Fatskills
Practice. Master. Repeat.
Study Guide: Forward Deployed Engineer 101: Working with Large‑Scale Data (Sharding, Partitioning, Performance Tuning)
Source: https://www.fatskills.com/forward-deployed-engineer-fde/chapter/forward-deployed-engineer-working-with-largescale-data-sharding-partitioning-performance-tuning

Forward Deployed Engineer 101: Working with Large‑Scale Data (Sharding, Partitioning, Performance Tuning)

By Fatskills Exam Guides Team — the exam nerds behind 28,500+ quizzes and 2.1M practice questions across 500+ global exams.

⏱️ ~12 min read

Working with Large‑Scale Data (Sharding, Partitioning, Performance Tuning)


Forward Deployed Engineer (FDE) Study Guide: Working with Large-Scale Data (Sharding, Partitioning, Performance Tuning)


What This Is

As an FDE, you’ll often work with massive, mission-critical datasets—whether it’s processing satellite imagery for a defense intel feed, optimizing a real-time fraud detection pipeline for a bank, or sharding a disaster response database across edge devices with limited connectivity.
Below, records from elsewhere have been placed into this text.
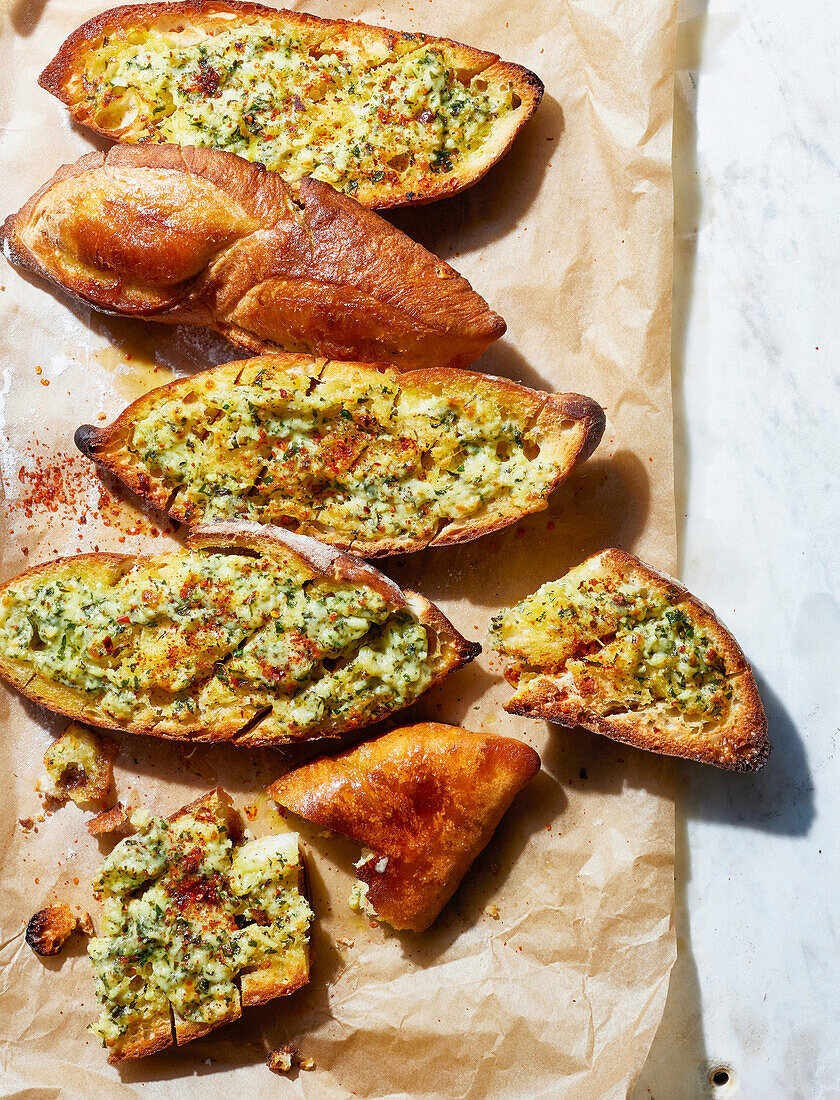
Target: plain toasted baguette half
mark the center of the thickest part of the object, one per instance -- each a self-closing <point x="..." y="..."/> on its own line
<point x="352" y="453"/>
<point x="199" y="899"/>
<point x="393" y="118"/>
<point x="197" y="237"/>
<point x="424" y="800"/>
<point x="627" y="651"/>
<point x="252" y="635"/>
Unlike lab environments, you’ll face hard constraints: air-gapped networks, strict security policies, unpredictable query patterns, and zero tolerance for downtime. This guide covers how to design, deploy, and debug large-scale data systems in the field, where "good enough" isn’t enough—it has to work now, under fire.

Field Example:
You’re deployed to a classified site to optimize a 10TB PostgreSQL database powering a real-time threat detection system. The customer reports 5-minute query latencies during peak ops, but you can’t replicate the issue in your staging environment. The database is monolithic, running on a single VM with no indexing, and the customer refuses to allow schema changes during business hours. Your job: diagnose, shard, and tune the system without downtime, while documenting every change for an upcoming ATO (Authorization to Operate) audit.


Key Terms & Concepts

  • Sharding: Splitting a database into horizontal partitions (shards) across multiple machines to distribute load. Example: Sharding a user table by user_id % 10 to spread 1B users across 10 servers.
  • Tools: PostgreSQL (Citus), MongoDB (sharding), Vitess (MySQL), custom Python/Go sharding layers.

  • Partitioning: Dividing a table within a single database (e.g., by date, region) to improve query performance. Example: Partitioning a logs table by date to speed up time-range queries.

  • Tools: PostgreSQL (declarative partitioning), MySQL (partitioning), BigQuery (partitioned tables).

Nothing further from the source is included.